In diesem Zusammenhang stehen die recht zahlreich vorhandenen Urkunden, mit denen Könige und Kaiser anlässlich der Thronbesteigung den Urnerinnen und Urnern ihre althergebrachten Rechte und Freiheiten bestätigten. Denn bei einem Machtwechsel war es jeweils nicht sicher, ob der neue Herrscher die bestehenden Verhältnisse anerkannte. Uri bemühte sich deshalb jedes Mal, die geltenden Rechte bestätigen zu lassen. Vor allem wegen dieser rechtsbewahrenden Funktion wurden die Urkunden der Sammlung in der Urner Kanzlei besonders sorgfältig aufbewahrt. Dieser Sorge unserer Vorfahren ist es zu verdanken, dass wir die Schriftstücke heute noch besitzen.
Kleine Kunstwerke
Neben all den vielfältigen Informationen zur Geschichte des Landes Uri sowie der Eidgenossenschaft und Europas, welche die Urkunden bieten, zeichnen sie sich auch durch ihre Ästhetik aus. Sie sind ein Abbild der Kultur des Mittelalters und der Neuzeit. Die sorgfältig gestalteten Schriftstücke, die Schönheit der Handschriften und die oft prachtvollen Siegel lassen uns eintauchen in Zeitalter und Epochen, die in vielen Bereichen sehr verschieden von der heutigen Welt waren. Das ist interessant und zeigt sehr deutlich, dass wir heute von den seit damals in allen Lebensbereichen gemachten Fortschritten profitieren. Daneben erscheinen in den Texten hie und da auch menschliche Eigenschaften, die sich im Lauf der Jahrhunderte nicht verändert haben. Es zeigen sich Geltungsdrang, Herrschsucht und Geiz, aber auch schöne Seiten wie Liebe, Freundschaft und der Wille zur gemeinsamen Gestaltung der Zukunft.

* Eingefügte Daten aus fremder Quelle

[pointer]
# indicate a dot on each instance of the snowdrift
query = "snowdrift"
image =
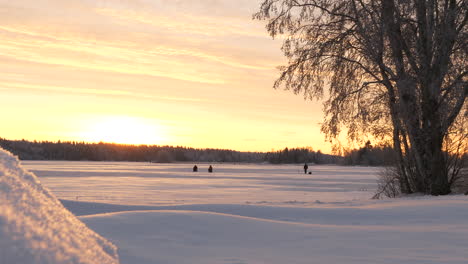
(36, 229)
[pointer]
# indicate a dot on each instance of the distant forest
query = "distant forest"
(83, 151)
(46, 150)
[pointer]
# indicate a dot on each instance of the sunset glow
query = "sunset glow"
(188, 73)
(124, 130)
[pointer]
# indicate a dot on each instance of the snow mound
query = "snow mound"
(36, 229)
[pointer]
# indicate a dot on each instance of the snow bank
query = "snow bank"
(36, 229)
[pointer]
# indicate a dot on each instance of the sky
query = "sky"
(196, 73)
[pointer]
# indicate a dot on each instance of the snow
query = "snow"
(35, 227)
(256, 214)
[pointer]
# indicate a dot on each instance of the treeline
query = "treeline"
(301, 155)
(368, 155)
(46, 150)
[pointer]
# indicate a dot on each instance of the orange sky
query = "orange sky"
(189, 72)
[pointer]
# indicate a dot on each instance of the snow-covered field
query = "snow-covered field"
(256, 214)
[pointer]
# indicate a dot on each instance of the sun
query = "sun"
(124, 130)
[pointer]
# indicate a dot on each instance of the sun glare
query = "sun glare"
(125, 130)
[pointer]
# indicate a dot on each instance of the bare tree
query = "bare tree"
(393, 68)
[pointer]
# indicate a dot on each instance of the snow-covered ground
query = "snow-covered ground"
(256, 214)
(174, 184)
(35, 228)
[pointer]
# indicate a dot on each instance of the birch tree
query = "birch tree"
(394, 68)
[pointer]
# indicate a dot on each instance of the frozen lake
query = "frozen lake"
(139, 183)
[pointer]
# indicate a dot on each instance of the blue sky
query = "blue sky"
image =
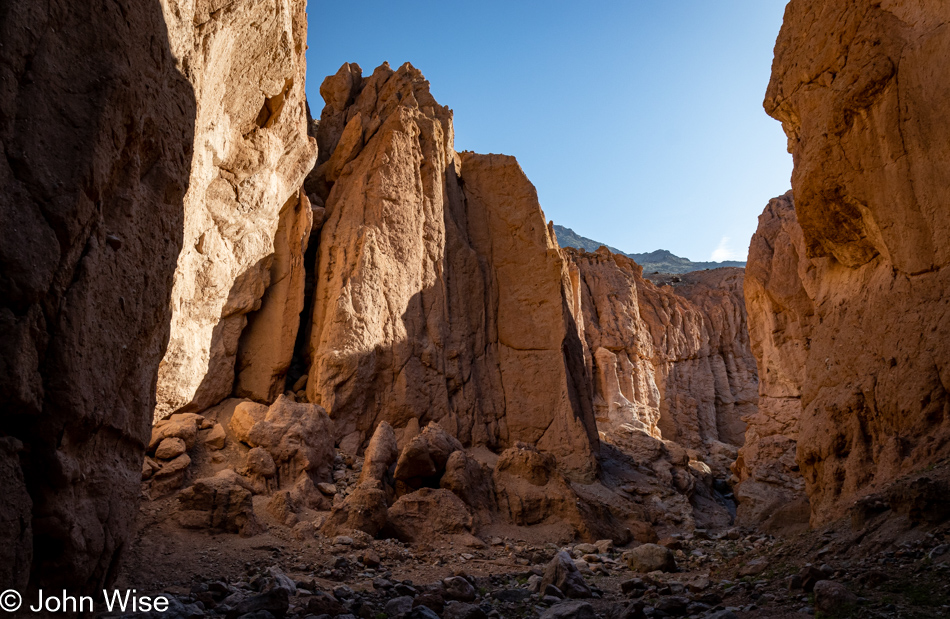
(639, 121)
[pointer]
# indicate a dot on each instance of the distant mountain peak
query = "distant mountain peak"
(661, 260)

Die meisten handschriftlichen Texte der Sammlung liegen in historischen Zeitschriften gedruckt vor (so zum Beispiel im «Geschichtsfreund» oder im «Historischen Neujahrsblatt des Kantons Uri»). Diese Zeitschriften stehen ebenfalls online zur Verfügung und leisten beim Entziffern der Handschriften oftmals gute Dienste. Die Beschäftigung mit dieser Urkundensammlung lohnt sich, denn sie bietet das Vergnügen, tief in die Welt der Vormoderne des Kantons Uri einzutauchen.